Zukunft der Erinnerung

Seit Jahren wird gefragt, wie die Zukunft der Erinnerung aussehen kann. Sie hat längst begonnen und ähnelt in Vielem dem Erinnern der Vergangenheit. Der einschneidende Unterschied ist für die Gegenwart und Zukunft weniger, dass kaum noch persönliche Begegnungen und sogenannte Zeitzeugengespräche stattfinden können als vielmehr, dass die politischen Stimmen der Überlebenden fehlen werden. Dass das Korrektiv zur deutschen Fantasie vom Schlussstrich und die Tendenzen der Beschwichtigung und Relativierung, das noch immer irrlichtert, aus der Gesellschaft „von innen“ aufrechterhalten werden muss. 

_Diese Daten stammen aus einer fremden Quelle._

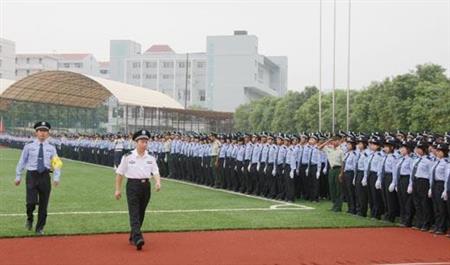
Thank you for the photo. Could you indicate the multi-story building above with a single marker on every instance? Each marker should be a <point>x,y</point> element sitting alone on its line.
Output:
<point>103,70</point>
<point>230,73</point>
<point>83,63</point>
<point>27,64</point>
<point>7,59</point>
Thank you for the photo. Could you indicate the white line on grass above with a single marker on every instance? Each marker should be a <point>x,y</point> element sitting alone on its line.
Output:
<point>210,188</point>
<point>162,211</point>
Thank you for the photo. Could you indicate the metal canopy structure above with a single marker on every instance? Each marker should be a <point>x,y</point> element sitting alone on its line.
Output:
<point>81,100</point>
<point>78,90</point>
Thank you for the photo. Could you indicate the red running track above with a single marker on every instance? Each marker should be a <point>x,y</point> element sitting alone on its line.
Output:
<point>312,246</point>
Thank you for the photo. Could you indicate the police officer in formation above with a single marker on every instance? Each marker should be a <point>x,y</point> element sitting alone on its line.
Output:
<point>402,176</point>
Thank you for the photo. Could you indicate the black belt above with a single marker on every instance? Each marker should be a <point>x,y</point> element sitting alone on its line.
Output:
<point>138,180</point>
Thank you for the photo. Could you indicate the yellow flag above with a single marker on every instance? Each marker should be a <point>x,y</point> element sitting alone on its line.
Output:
<point>56,163</point>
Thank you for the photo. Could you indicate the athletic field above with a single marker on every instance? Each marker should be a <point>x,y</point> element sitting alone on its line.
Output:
<point>84,203</point>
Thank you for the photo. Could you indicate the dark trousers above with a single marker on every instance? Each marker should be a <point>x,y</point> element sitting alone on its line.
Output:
<point>389,198</point>
<point>335,188</point>
<point>439,207</point>
<point>405,201</point>
<point>350,191</point>
<point>421,203</point>
<point>361,194</point>
<point>38,193</point>
<point>375,199</point>
<point>138,196</point>
<point>313,183</point>
<point>289,185</point>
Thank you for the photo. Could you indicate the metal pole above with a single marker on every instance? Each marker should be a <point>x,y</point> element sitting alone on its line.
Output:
<point>320,66</point>
<point>186,81</point>
<point>348,64</point>
<point>334,71</point>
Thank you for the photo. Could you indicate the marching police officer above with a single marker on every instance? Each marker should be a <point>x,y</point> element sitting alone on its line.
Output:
<point>137,166</point>
<point>37,158</point>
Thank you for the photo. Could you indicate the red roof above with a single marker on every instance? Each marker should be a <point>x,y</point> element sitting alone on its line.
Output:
<point>72,56</point>
<point>159,48</point>
<point>103,64</point>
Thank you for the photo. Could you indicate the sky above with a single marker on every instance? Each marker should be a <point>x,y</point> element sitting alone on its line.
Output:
<point>387,37</point>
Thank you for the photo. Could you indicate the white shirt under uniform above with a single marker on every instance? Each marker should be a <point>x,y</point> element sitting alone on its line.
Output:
<point>134,166</point>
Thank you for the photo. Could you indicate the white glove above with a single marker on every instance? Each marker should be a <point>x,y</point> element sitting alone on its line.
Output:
<point>378,185</point>
<point>409,189</point>
<point>392,187</point>
<point>364,182</point>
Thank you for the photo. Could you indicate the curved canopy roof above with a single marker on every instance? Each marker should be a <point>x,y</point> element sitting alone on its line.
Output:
<point>79,90</point>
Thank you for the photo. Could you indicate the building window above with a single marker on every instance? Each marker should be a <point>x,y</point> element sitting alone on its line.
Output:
<point>167,64</point>
<point>202,95</point>
<point>150,64</point>
<point>151,76</point>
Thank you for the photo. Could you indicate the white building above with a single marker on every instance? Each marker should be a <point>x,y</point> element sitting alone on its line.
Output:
<point>103,70</point>
<point>83,63</point>
<point>27,64</point>
<point>230,73</point>
<point>160,68</point>
<point>7,59</point>
<point>237,73</point>
<point>119,50</point>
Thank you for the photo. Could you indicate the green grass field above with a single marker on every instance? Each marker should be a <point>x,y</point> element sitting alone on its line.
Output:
<point>84,203</point>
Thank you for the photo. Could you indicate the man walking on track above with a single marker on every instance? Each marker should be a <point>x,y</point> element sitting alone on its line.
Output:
<point>138,167</point>
<point>38,157</point>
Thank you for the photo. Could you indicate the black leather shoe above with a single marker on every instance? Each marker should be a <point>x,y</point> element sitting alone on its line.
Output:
<point>139,244</point>
<point>29,225</point>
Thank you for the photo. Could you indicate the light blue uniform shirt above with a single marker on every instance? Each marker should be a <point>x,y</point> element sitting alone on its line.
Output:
<point>256,153</point>
<point>402,168</point>
<point>29,158</point>
<point>272,155</point>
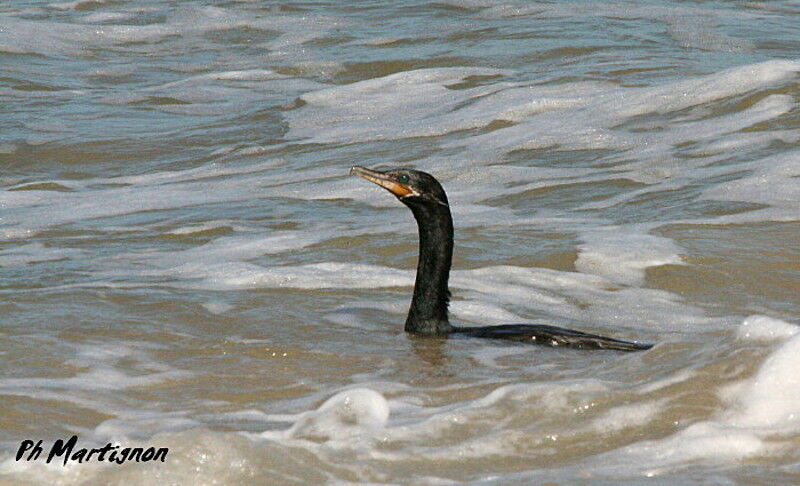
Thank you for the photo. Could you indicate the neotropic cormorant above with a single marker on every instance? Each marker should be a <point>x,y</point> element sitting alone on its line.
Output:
<point>423,194</point>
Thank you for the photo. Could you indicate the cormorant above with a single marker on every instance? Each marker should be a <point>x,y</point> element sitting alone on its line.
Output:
<point>427,316</point>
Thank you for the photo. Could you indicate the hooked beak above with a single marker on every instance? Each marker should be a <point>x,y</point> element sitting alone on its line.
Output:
<point>396,188</point>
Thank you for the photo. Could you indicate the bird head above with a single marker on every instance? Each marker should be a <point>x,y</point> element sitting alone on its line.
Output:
<point>411,187</point>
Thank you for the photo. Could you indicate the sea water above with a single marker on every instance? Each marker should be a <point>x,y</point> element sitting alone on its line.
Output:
<point>185,262</point>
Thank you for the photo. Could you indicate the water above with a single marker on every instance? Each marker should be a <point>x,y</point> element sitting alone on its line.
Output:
<point>185,263</point>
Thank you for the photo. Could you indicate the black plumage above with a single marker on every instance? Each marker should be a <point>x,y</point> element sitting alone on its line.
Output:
<point>423,194</point>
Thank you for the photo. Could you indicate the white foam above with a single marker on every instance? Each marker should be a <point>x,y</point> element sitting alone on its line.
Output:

Von den Gedenkstätten wird gern als „steinernen Zeugen“ gesprochen, und damit ist auch gemeint, dass sie das, was als kommunikatives Gedächtnis verschwindet, als kulturelles Gedächtnis bewahren sollen. Ihnen kommt deswegen nicht nur eine große Verantwortung zu, sondern ihnen werden auch viele Aufgaben wie das Bezeugen, das Dokumentieren, Archivieren und Vermitteln unter sich ändernden gesellschaftlichen Verhältnissen auferlegt. Ob sie das leisten können, muss sich zeigen. Allerdings haben Gedenkstätten, das zeigen die MEMO-Befragungen, durch ihre breite Anerkennung in der Bevölkerung einen Autoritätsvorsprung und mit einem grundsätzlichen Vertrauensvorschuss gute Bedingungen, von ihren Besucher*innen ernst genommen zu werden und nicht nur emotional-touristisch interessant zu sein. Sie haben das Potenzial, sich weiterzuentwickeln und das Gedenken an die Opfer auch in Zukunft wachzuhalten und die Geschichte der NS-Verbrechen in einen grundlegenden Zusammenhang mit der Gegenwart zu bringen. Sie sollten deswegen endlich personell und finanziell so ausgestattet werden wie staatliche Museen mit vergleichbarer Besucher*innenzahl.